Additionally, New Zealand’s economic response has focused on the development and delivery of physical infrastructure, which has seen increased investment in male-dominated industries (such as the construction sector), and not into the occupations and industries in which women are predominantly employed. This is particularly troublesome for rural areas as those from urban centres migrate into areas where economic options are already limited. Furthermore, women are already in industries where they’re more likely to interact with the public, creating a double burden of health — women themselves may be at risk, but women must also act as gatekeepers for not only friends and family, but strangers they encounter. New Zealand does not currently have a feminist economic recovery plan (or COVID-19 response and recovery policies that specifically target women), but we sure could use one.

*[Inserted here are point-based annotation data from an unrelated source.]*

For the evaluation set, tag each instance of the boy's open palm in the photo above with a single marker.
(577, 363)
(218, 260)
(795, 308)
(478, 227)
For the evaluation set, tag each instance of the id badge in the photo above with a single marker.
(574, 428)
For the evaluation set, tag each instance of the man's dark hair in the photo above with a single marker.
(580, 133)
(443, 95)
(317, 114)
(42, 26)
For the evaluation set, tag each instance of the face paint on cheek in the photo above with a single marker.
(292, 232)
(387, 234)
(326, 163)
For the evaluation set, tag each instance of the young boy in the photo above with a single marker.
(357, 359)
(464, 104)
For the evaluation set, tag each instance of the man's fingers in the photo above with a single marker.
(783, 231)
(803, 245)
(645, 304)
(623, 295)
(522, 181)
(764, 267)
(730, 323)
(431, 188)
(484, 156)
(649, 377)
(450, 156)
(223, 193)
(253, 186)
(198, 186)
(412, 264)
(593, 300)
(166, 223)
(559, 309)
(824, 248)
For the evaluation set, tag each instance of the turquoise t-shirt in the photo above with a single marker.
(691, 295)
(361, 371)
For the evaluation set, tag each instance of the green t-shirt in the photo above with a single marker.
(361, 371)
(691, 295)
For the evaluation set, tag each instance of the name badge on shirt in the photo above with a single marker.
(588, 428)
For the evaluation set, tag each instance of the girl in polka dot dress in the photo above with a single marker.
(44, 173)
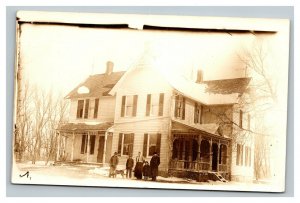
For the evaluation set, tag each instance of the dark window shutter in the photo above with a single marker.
(161, 104)
(183, 108)
(176, 106)
(158, 143)
(123, 106)
(148, 104)
(86, 109)
(134, 105)
(145, 145)
(120, 143)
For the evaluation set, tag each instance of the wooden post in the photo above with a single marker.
(72, 150)
(191, 154)
(199, 151)
(58, 146)
(211, 154)
(104, 150)
(218, 155)
(88, 147)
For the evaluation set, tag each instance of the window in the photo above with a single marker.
(179, 107)
(86, 108)
(247, 156)
(92, 143)
(96, 108)
(80, 108)
(249, 121)
(198, 113)
(239, 156)
(241, 119)
(125, 146)
(84, 142)
(83, 108)
(154, 106)
(151, 144)
(129, 106)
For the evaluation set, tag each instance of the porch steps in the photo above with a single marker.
(218, 177)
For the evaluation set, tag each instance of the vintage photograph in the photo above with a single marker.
(145, 101)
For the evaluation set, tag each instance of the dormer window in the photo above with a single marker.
(129, 106)
(179, 107)
(83, 108)
(155, 104)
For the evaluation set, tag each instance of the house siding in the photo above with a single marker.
(106, 110)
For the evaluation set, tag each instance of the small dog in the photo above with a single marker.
(121, 172)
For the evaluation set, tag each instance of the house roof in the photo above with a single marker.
(227, 86)
(96, 85)
(75, 127)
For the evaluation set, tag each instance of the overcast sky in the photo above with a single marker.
(60, 57)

It is difficult to quantify stigma, and so to definitively assert it has ended. It is not so difficult to recognize that whilst the 2003 Act went some way to removing barriers, attitudes remain. Men continue to hold misogynistic attitudes towards women — outting of sex workers is still seen as a punishment — whilst many quarters continue to blame women for the violence enacted on them (both within the sex industry and out). Workers forwent the government subsidy so as not to be identified as a sex worker. Inconsistent stances on public health have continued to allow marginalized groups to be targeted, with migrant workers — unable to receive support — being targeted during COVID-19 lockdown, whilst general breaches (like unprotected sex) of health and safety integral to the industry are not. Internationally (as well as locally), the New Zealand model of full decriminalization is praised for removing social stigma against sex workers. Not only is this patently untrue, it negates the very real material harm experienced by women in prostitution. By relegating prostitution to a matter of individual choice, and reducing prostitution regulation to a conscience / morality issue, we blatantly ignore historical factors, intergenerational trauma, and gendered and racialized power dynamics.

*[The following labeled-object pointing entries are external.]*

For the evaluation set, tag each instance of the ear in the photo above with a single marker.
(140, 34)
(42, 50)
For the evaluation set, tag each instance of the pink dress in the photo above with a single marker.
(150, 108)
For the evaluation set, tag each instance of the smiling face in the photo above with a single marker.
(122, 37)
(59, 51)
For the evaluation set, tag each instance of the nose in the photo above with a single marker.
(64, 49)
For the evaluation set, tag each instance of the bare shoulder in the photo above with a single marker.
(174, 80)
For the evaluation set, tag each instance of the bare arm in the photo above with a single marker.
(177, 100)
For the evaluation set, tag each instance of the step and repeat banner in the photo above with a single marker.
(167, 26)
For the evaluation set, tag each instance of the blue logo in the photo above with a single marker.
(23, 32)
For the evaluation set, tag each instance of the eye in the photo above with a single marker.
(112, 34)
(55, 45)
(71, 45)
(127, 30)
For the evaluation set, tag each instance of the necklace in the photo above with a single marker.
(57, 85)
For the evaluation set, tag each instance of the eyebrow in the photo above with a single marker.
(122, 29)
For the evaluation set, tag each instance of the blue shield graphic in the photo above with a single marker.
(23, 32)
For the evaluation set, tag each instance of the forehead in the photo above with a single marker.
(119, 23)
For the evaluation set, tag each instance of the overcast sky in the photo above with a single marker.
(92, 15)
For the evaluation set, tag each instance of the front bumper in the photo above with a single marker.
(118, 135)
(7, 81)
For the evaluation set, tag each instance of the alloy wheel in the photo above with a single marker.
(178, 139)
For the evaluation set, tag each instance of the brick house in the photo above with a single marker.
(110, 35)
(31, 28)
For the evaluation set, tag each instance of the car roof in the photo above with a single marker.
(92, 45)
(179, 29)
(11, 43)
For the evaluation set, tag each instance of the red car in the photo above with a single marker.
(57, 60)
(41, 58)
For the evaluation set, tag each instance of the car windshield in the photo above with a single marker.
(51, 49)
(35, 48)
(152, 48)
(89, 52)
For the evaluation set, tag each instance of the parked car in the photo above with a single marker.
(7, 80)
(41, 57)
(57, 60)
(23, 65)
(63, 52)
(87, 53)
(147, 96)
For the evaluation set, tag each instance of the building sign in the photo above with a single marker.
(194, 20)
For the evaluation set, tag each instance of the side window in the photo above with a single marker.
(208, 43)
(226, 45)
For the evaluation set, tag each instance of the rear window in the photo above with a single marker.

A fundamental rethink of the relationship between colonization and prostitution, and a serious examination of the ongoing cultural and social viability of the sex industry in a post-colonial environment, is urgently required here in Aotearoa. We would urge Kanaka, women in Hawaiʻi more generally, advocates and legislators to carefully consider whether the New Zealand model will serve the best interests of nā wāhine Kanaka Maoli, low-income women, migrant women, and women more generally.